I read at Joel on Software:
With distributed version control, the distributed part is actually not the most interesting part.
The interesting part is that these systems think in terms of changes, not in terms of versions.
and at HgInit:
When we have to merge, Subversion tries to look at both revisions—my modified code, and your modified code—and it tries to guess how to smash them together in one big unholy mess. It usually fails, producing pages and pages of “merge conflicts” that aren’t really conflicts, simply places where Subversion failed to figure out what we did.
By contrast, while we were working separately in Mercurial, Mercurial was busy keeping a series of changesets. And so, when we want to merge our code together, Mercurial actually has a whole lot more information: it knows what each of us changed and can reapply those changes, rather than just looking at the final product and trying to guess how to put it together.
By looking at the SVN's repository folder, I have the impression that Subversion is maintaining each revisions as changeset.
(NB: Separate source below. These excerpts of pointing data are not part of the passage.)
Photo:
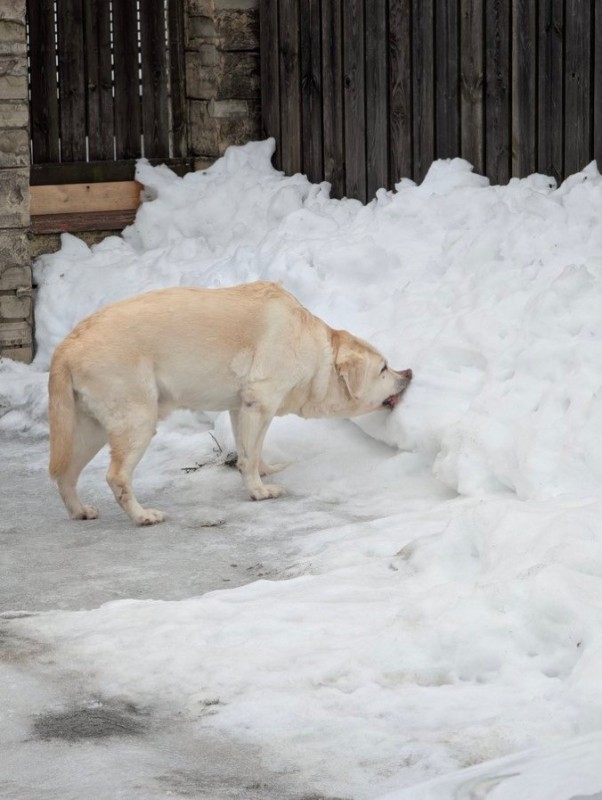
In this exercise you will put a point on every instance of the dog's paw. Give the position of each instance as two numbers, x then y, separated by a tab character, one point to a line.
266	491
270	469
150	516
86	512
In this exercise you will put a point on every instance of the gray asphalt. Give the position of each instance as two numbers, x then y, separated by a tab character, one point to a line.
60	741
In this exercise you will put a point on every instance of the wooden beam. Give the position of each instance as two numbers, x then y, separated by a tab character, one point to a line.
85	197
72	223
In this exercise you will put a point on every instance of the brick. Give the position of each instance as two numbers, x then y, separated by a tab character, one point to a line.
24	354
13	78
13	307
14	252
14	198
14	148
14	114
15	334
238	30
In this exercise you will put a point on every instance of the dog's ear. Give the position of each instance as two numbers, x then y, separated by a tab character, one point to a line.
351	368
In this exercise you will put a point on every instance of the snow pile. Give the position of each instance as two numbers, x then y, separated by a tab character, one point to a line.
491	294
419	631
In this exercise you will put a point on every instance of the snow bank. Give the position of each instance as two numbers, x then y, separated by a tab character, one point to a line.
492	294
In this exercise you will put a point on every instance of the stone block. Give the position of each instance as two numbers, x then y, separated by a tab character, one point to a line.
204	131
14	148
13	78
14	198
14	114
15	334
24	354
239	77
12	38
238	131
16	279
238	30
199	30
228	109
14	253
14	307
13	10
200	8
236	4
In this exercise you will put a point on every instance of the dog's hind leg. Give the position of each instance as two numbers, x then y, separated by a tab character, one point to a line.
128	443
88	438
264	469
253	422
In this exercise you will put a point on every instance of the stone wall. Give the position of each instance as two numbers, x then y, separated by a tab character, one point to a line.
15	262
222	75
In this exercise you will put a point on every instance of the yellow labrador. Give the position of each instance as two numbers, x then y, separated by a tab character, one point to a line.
252	350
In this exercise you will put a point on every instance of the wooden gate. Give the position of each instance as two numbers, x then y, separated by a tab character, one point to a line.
106	87
363	92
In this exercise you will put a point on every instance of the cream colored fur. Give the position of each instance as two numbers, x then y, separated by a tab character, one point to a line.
252	350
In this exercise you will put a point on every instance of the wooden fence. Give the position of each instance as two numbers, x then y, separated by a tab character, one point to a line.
106	85
363	92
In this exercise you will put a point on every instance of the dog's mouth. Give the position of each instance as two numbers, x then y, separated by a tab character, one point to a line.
392	400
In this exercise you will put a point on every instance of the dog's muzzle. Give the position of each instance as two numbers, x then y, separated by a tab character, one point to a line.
405	377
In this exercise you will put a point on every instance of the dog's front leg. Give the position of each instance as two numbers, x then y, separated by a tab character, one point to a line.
251	424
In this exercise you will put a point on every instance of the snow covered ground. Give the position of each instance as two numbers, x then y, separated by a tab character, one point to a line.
430	589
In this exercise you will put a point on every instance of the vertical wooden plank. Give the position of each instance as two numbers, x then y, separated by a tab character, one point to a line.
332	95
550	138
377	105
44	108
99	90
311	89
423	82
128	122
472	143
290	86
177	78
524	87
597	87
447	72
270	78
153	44
497	90
577	111
71	80
400	90
355	99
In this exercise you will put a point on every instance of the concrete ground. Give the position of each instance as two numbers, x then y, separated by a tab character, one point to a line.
59	740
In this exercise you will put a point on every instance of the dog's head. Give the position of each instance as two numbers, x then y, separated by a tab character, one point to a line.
365	378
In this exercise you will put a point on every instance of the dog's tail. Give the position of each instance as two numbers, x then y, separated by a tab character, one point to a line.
61	415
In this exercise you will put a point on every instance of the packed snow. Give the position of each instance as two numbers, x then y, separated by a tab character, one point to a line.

And from what I know, Hg is using both changeset and snapshot while Git is purely using snapshot to store the data.
If my assumption is correct, then there must be other ways that make merging in DVCS easy. What are those?
* Update:
Check as well How and/or why is merging in Git better than in SVN?
Git has an internal merge system that is independent of difftool . So Git decides when a change causes a conflict on its own, not by using whatever external diff or merge tools you're using (which probably use their own conflict detection and resolution strategies).
In version control, merging (also called integration) is a fundamental operation that reconciles multiple changes made to a version-controlled collection of files. Most often, it is necessary when a file is modified on two independent branches and subsequently merged.
There's nothing in particular in DVCSs that makes merging easier. It's simply cultural: a DVCS wouldn't work at all if merging were hard, so DVCS developers invest a lot of time and effort into making merging easy. CVCS users OTOH are used to crappy merging, so there's no incentive for the developers to make it work. (Why make something good when your users pay you equally well for something crap?)
Linus Torvalds said in one of his Git talks that when he was using CVS at Transmeta, they set aside an entire week during a development cycle for merging. And everybody just accepted this as the normal state of affairs. Nowadays, during a merge window, Linus does hundreds of merges within just a few hours.
CVCSs could have just as good merging capabilities as DVCSs, if CVCS users simply went to their vendors and said that this crap is unacceptable. But they are caught in the Blub paradox: they simply don't know that it is unacceptable, because they have never seen a working merge system. They don't know that there is something better out there.
And when they do try out a DVCS, they magically attribute all the goodness to the "D" part.
Theoretically, due to the centralized nature, a CVCS should have better merge capabilities, because they have a global view of the entire history, unlike DVCS were every repository only has a tiny fragment.
To recap: the whole point of a DVCS is to have many decentralized repositories and constantly merge changes back and forth. Without good merging, a DVCS simply is useless. A CVCS however, can still survive with crappy merging, especially if the vendor can condition its users to avoid branching.
So, just like with everything else in software engineering, it's a matter of effort.